- Tibberaghny Location in Ireland
- Coordinates: 52°20′42″N 7°21′46″W﻿ / ﻿52.344866°N 7.3626745°W
- Country: Ireland
- Province: Leinster
- County: County Kilkenny

Area
- • Total: 4.644 km^{2} (1.793 sq mi)
- Time zone: UTC+0 (WET)
- • Summer (DST): UTC-1 (IST (WEST))

= Tybroughney =

Tybroughney, statutory spelling Tibberaghny, is a civil parish in the barony of Iverk, County Kilkenny in Ireland. The parish comprises a single townland, also called Tibberaghny. It lies on the north bank of the River Suir facing County Waterford, while the Lingaun river separates it from County Tipperary to the west.

==Name==
The name Tiobra Fhachna means "well of Saint Fachtna", who was at Lismore Abbey in the seventh century. Various anglicised spellings include Tibberaghny, Tiberaghny, Tipperaghny, Tybroughney, Tyburoughny, Tibroughny, Tybrachny.

==History==
Saint Fachtna's well, the holy well from which the townland is named, lies near the ruined former parish church. Saint Modomnoc reputedly lived as a hermit in the area in the sixth century, and a pattern was celebrated there on 13 February, his feast day.

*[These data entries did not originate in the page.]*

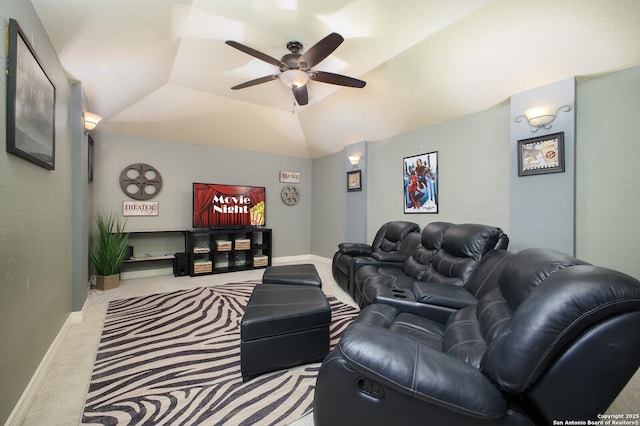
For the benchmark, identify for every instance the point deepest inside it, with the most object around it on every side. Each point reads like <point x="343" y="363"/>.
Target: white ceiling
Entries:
<point x="160" y="69"/>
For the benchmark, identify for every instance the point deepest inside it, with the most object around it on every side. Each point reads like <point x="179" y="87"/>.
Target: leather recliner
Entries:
<point x="447" y="256"/>
<point x="556" y="339"/>
<point x="386" y="246"/>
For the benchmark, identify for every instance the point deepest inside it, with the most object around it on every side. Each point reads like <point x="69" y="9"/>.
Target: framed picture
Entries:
<point x="31" y="99"/>
<point x="289" y="177"/>
<point x="542" y="154"/>
<point x="354" y="181"/>
<point x="90" y="158"/>
<point x="420" y="175"/>
<point x="140" y="208"/>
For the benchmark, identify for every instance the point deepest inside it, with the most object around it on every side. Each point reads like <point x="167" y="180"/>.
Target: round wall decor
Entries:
<point x="140" y="181"/>
<point x="290" y="195"/>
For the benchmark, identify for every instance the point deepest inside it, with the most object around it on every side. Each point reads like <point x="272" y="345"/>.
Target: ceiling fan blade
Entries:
<point x="253" y="52"/>
<point x="340" y="80"/>
<point x="260" y="80"/>
<point x="301" y="95"/>
<point x="316" y="53"/>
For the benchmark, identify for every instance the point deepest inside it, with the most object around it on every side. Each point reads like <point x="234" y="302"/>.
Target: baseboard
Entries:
<point x="19" y="412"/>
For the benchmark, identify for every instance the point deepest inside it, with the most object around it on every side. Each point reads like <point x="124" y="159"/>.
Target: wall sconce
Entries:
<point x="91" y="120"/>
<point x="294" y="78"/>
<point x="541" y="117"/>
<point x="354" y="160"/>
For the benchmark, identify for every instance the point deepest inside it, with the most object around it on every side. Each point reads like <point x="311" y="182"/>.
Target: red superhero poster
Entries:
<point x="227" y="205"/>
<point x="421" y="183"/>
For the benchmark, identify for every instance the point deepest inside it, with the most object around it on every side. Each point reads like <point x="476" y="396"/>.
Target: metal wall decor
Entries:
<point x="544" y="154"/>
<point x="290" y="195"/>
<point x="354" y="180"/>
<point x="140" y="181"/>
<point x="420" y="174"/>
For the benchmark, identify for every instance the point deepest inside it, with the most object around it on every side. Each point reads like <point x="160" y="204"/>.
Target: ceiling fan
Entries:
<point x="295" y="67"/>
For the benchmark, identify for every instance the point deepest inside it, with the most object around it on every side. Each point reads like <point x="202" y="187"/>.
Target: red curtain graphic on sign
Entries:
<point x="206" y="215"/>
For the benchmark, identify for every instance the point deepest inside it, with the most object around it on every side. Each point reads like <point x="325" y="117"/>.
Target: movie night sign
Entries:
<point x="230" y="205"/>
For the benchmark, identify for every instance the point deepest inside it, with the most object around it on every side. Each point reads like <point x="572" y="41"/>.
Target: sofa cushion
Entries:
<point x="582" y="296"/>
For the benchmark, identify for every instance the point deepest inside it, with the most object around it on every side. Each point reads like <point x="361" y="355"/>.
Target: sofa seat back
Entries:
<point x="431" y="241"/>
<point x="556" y="339"/>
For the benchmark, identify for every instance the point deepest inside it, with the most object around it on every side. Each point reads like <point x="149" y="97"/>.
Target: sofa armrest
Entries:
<point x="355" y="249"/>
<point x="407" y="366"/>
<point x="440" y="294"/>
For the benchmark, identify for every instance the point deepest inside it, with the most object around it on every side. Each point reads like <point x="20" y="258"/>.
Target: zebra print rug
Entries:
<point x="174" y="359"/>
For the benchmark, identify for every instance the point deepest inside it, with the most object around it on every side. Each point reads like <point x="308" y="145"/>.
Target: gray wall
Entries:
<point x="477" y="169"/>
<point x="41" y="210"/>
<point x="180" y="165"/>
<point x="35" y="229"/>
<point x="608" y="171"/>
<point x="473" y="168"/>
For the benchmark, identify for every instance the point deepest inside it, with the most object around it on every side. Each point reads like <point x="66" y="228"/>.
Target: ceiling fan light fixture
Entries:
<point x="294" y="78"/>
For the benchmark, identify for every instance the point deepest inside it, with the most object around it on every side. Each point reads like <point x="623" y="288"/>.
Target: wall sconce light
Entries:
<point x="91" y="120"/>
<point x="354" y="160"/>
<point x="541" y="117"/>
<point x="294" y="78"/>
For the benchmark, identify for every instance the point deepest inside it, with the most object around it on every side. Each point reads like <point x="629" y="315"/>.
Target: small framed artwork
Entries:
<point x="31" y="98"/>
<point x="420" y="175"/>
<point x="289" y="177"/>
<point x="354" y="181"/>
<point x="542" y="154"/>
<point x="140" y="208"/>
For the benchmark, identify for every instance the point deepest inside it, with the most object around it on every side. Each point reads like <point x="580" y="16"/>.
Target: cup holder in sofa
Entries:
<point x="398" y="293"/>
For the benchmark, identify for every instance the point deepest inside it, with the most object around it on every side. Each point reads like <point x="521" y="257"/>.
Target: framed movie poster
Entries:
<point x="543" y="154"/>
<point x="30" y="103"/>
<point x="420" y="174"/>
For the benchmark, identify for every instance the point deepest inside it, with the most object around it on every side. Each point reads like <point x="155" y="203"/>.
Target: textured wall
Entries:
<point x="35" y="229"/>
<point x="608" y="171"/>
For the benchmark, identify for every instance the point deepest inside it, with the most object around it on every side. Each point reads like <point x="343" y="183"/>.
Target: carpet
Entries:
<point x="174" y="359"/>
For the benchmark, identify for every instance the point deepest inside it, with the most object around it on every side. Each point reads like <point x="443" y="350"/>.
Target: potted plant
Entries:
<point x="109" y="250"/>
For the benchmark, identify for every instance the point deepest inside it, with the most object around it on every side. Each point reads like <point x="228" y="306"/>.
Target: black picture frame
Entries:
<point x="90" y="158"/>
<point x="31" y="99"/>
<point x="354" y="181"/>
<point x="420" y="183"/>
<point x="541" y="155"/>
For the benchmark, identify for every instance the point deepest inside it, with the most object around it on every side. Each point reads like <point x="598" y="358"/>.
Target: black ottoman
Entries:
<point x="305" y="274"/>
<point x="283" y="326"/>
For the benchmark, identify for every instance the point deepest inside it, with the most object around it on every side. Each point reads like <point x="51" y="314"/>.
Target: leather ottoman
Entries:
<point x="283" y="326"/>
<point x="304" y="274"/>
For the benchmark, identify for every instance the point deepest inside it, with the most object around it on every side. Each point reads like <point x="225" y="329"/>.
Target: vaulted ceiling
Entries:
<point x="160" y="69"/>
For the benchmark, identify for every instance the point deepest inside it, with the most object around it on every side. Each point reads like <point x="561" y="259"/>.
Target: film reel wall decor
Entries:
<point x="140" y="181"/>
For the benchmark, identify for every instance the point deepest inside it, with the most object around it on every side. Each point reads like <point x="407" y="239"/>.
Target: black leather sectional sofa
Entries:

The church was built before the Norman invasion of Ireland, and the parish formerly belonged to the Diocese of Lismore rather than the Diocese of Ossory. A pillar in the churchyard is carved in the style of a Celtic high cross, of which it may be a remnant. In the Church of Ireland the parish was united to Whitechurch parish by 1821, and in 1833 both were among five civil parishes in the benefice of Fiddown. In the Catholic church it is part of Templeorum parish.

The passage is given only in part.